The low level of genetic diversity among modern day European beavers, as well as their population distribution, has been strongly tied to human hunting, according to a new study.

An international team, lead by Michi Hofreiter, a professor at the University of York, studied the genetic history of the Eurasian beaver Castor fiber. Researchers found that the European beaver has been drastically impacted by expanding human populations during the last few thousand years.

According to the team, centuries of human hunting accounts for a lack of genetic diversity. Previously, scientists believed changing climate conditions that occurred since the beginning of the Holocene period, which began 11,500 years ago, were to blame. The geographic distribution of the species is also tied to human hunting, according to a press release announcing the findings.

DNA sequencing allowed the team to divide the Eurasian beaver into three distinct groups: those living in western European, eastern European and the Danube basin. The third group existed 6,000 years ago but went extinct during the transition to modern times.

"While beaver populations have been growing rapidly since the late 19th century when conservation efforts began, genetic diversity within modern beaver populations remains considerably reduced to what was present prior to the period of human hunting and habitat reduction," said Hofreiter, from York's Department of Biology and the University of Potsdam's Faculty of Mathematics and Life Sciences.

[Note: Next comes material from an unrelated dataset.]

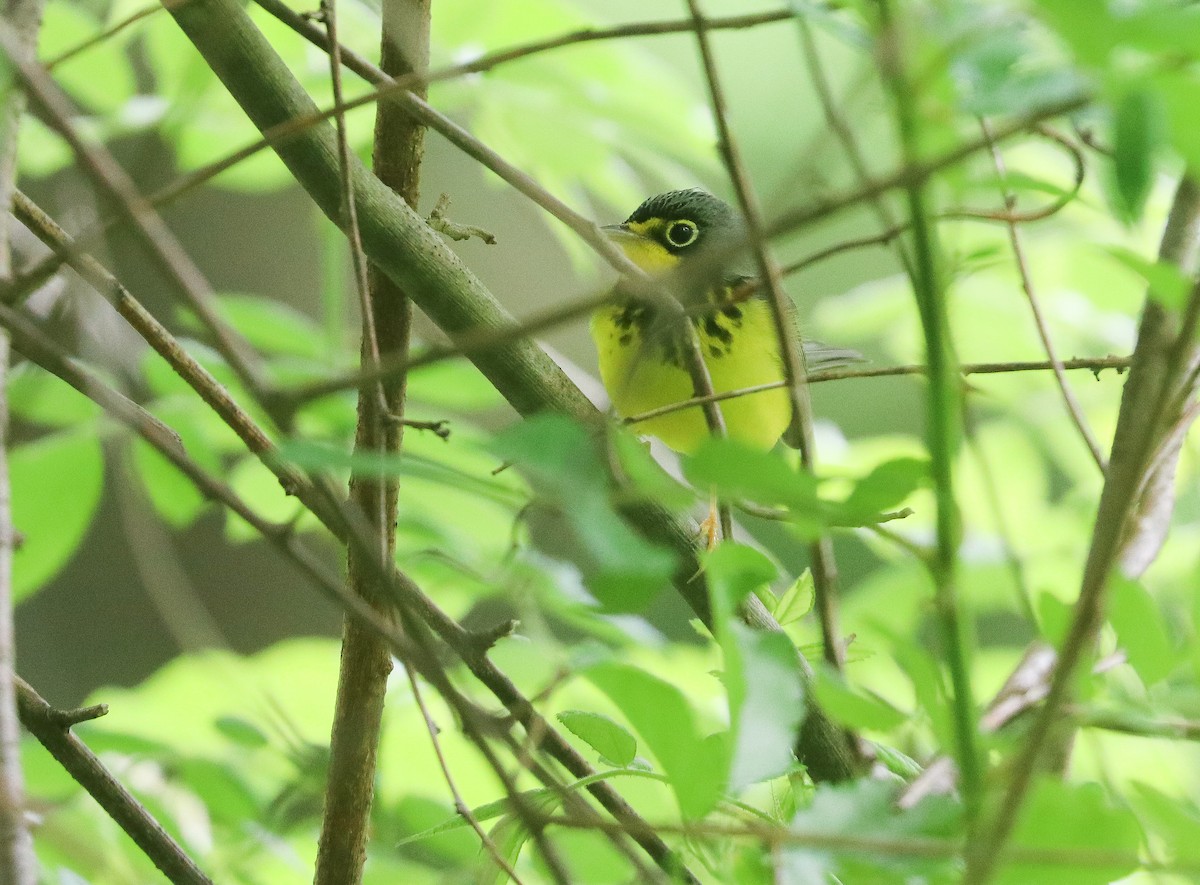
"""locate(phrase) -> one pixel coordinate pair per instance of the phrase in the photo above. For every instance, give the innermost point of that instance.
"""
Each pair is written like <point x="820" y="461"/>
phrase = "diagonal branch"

"In addition, the rapid loss of diversity prior to conservation efforts appears to have established a very strong pattern for the geographic distribution of genetic diversity among present day beaver populations," Hofreiter continued.

Across the northern continents, beavers have been hunted for their valuable and warm fur, as well as their meat and castoreum - an anal gland secretion used in tradition medicine. Evidence suggests beavers have played a major role in human life since around 3,000 to 4,000 years ago.

By the end of the 19th century, only an estimated 1,200 beavers remained.

The research team examined DNA from 48 ancient beaver samples and 152 modern samples in order to determine whether lack of genetic diversity resulted from the near extinction or from factors that occured before human over hunting.

Corresponding author Susanne Horn, from the Max Planck Institute for Evolutionary Anthropology in Leipzig, Germany said: "We found that overall there was more genetic diversity in the past. Apparently, already in ancient times an ancient contact zone existed between the eastern and western populations of beavers in the Oder River area. This is close to a present-day contact zone in Germany and Poland."

"The present-day contact zone was assisted by conservation management and members of the eastern and western population groups meet there today as they did in the past. This suggests that conservation management may, in the long run, help to restore the pre-human impact population structure of threatened species," added Hofrieter.